Fans attending the open practices have taken to Twitter to blast the rookies when they make a mistake. Danna is not alarmed.
“Sometimes, like any corner, you have to get beat to learn your lessons,” Danna said. “That happens, but they are getting their share of wins too.”
Weatherspoon update: Falcons linebacker Sean Weatherspoon, who had offseason knee surgery, is fully recovered. He missed portions of the offseason program before participating in the final minicamp.
He hasn’t missed a practice in camp.
“What’s great about Spoon is he’s never satisfied where he’s at. He is improving and he knows the things all the guys look at, what happened last year, and they want to improve,” Pires said. “They know what they want to get better at and that’s what he does well.
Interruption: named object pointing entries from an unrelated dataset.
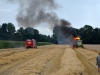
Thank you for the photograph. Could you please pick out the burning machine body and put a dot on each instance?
(31, 43)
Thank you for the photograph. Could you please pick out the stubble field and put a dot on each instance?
(49, 60)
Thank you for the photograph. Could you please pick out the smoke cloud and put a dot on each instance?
(35, 12)
(65, 33)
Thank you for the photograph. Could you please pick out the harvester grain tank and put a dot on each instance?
(31, 43)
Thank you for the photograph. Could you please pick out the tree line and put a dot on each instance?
(88, 34)
(8, 32)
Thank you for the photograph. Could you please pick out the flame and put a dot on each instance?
(76, 38)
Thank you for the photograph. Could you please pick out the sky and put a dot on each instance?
(77, 12)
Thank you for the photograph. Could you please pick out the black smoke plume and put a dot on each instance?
(35, 12)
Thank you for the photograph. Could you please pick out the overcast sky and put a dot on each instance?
(78, 12)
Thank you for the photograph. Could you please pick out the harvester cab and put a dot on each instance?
(77, 43)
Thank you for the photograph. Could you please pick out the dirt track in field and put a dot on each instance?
(48, 60)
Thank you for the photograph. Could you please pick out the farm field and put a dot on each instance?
(48, 60)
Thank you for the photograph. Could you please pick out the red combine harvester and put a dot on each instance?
(31, 43)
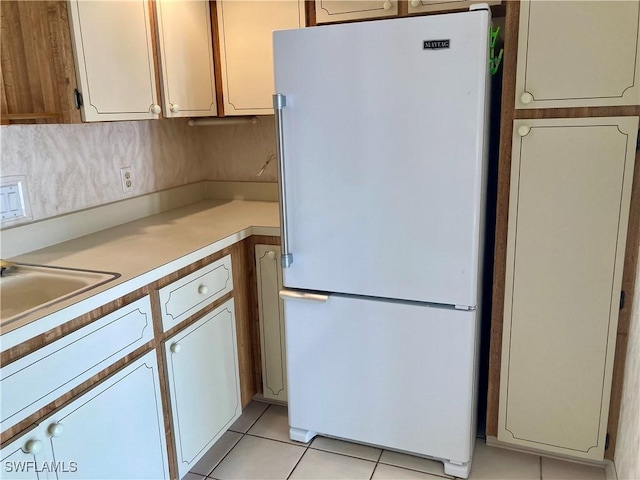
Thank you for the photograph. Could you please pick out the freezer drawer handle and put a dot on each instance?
(293, 295)
(279, 102)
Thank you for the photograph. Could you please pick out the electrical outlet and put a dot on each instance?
(127, 179)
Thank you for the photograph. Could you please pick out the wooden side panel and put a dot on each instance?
(502, 211)
(38, 76)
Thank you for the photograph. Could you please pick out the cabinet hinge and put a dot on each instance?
(78, 98)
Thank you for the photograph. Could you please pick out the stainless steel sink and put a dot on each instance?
(32, 287)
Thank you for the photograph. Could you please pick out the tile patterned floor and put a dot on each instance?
(257, 446)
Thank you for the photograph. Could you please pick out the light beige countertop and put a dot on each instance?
(141, 251)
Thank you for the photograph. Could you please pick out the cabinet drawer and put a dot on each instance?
(186, 296)
(32, 382)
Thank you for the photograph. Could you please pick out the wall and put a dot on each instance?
(238, 152)
(73, 167)
(627, 458)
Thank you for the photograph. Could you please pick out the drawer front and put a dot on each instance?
(32, 382)
(186, 296)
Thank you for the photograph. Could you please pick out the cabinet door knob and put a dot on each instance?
(523, 130)
(32, 446)
(55, 429)
(526, 98)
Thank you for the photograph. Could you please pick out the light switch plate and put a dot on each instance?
(14, 200)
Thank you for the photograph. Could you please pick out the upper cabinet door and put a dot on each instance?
(422, 6)
(328, 11)
(114, 59)
(246, 51)
(186, 58)
(578, 54)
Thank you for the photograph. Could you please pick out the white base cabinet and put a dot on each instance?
(568, 213)
(271, 315)
(115, 430)
(204, 383)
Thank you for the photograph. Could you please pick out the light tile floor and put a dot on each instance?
(257, 446)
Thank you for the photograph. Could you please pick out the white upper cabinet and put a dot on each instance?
(246, 51)
(568, 214)
(114, 59)
(186, 58)
(577, 54)
(204, 383)
(328, 11)
(420, 6)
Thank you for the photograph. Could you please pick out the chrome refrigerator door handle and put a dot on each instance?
(279, 102)
(293, 295)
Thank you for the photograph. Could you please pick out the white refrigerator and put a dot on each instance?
(382, 147)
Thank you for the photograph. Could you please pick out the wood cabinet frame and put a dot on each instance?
(244, 294)
(508, 114)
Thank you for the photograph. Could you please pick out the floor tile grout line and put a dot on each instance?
(297, 463)
(540, 463)
(224, 456)
(242, 435)
(419, 471)
(343, 454)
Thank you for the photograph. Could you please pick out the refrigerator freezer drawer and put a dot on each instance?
(395, 374)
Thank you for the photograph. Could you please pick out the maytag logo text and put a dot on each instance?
(436, 44)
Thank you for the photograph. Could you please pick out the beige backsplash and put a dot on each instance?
(73, 167)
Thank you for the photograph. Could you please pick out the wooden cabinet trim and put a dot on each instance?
(508, 114)
(38, 77)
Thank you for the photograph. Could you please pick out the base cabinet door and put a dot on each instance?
(568, 214)
(271, 315)
(204, 384)
(27, 458)
(115, 430)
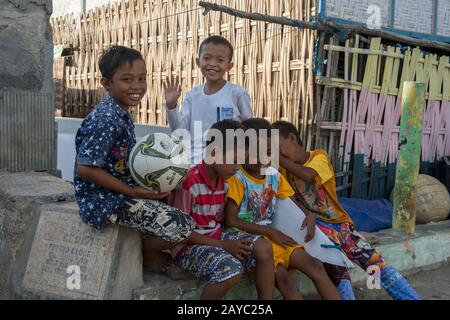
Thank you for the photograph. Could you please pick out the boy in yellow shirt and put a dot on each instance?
(311, 175)
(250, 206)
When he first came in, (he) said, ‘I got to get better at this, get better at that.’”
Pires also said that linebacker Stephen Nicholas, who had offseason sports hernia surgery, is moving well.
WAIT-AND-SEE APPROACH ON BARTU: Linebacker Bartu, an undrafted rookie free agent from Texas State, has turned a few heads.
“I’m real cautious with that because we are waiting for the other color jerseys (opponents) to show up, which will be soon,” Pires said.
Jackson hits 30: Running back Steven Jackson celebrated his 30th birthday on July 22nd. That’s the unofficial age when NFL running backs start to decline, some quicker than others.
“I don’t worry about it at all,” Jackson said. “When you see numbers like that, people are throwing out average scenarios because it’s a trend. As I’ve said, each generation has a running back who breaks the mold and I truly believe I’m that running back in this generation to break the mold.”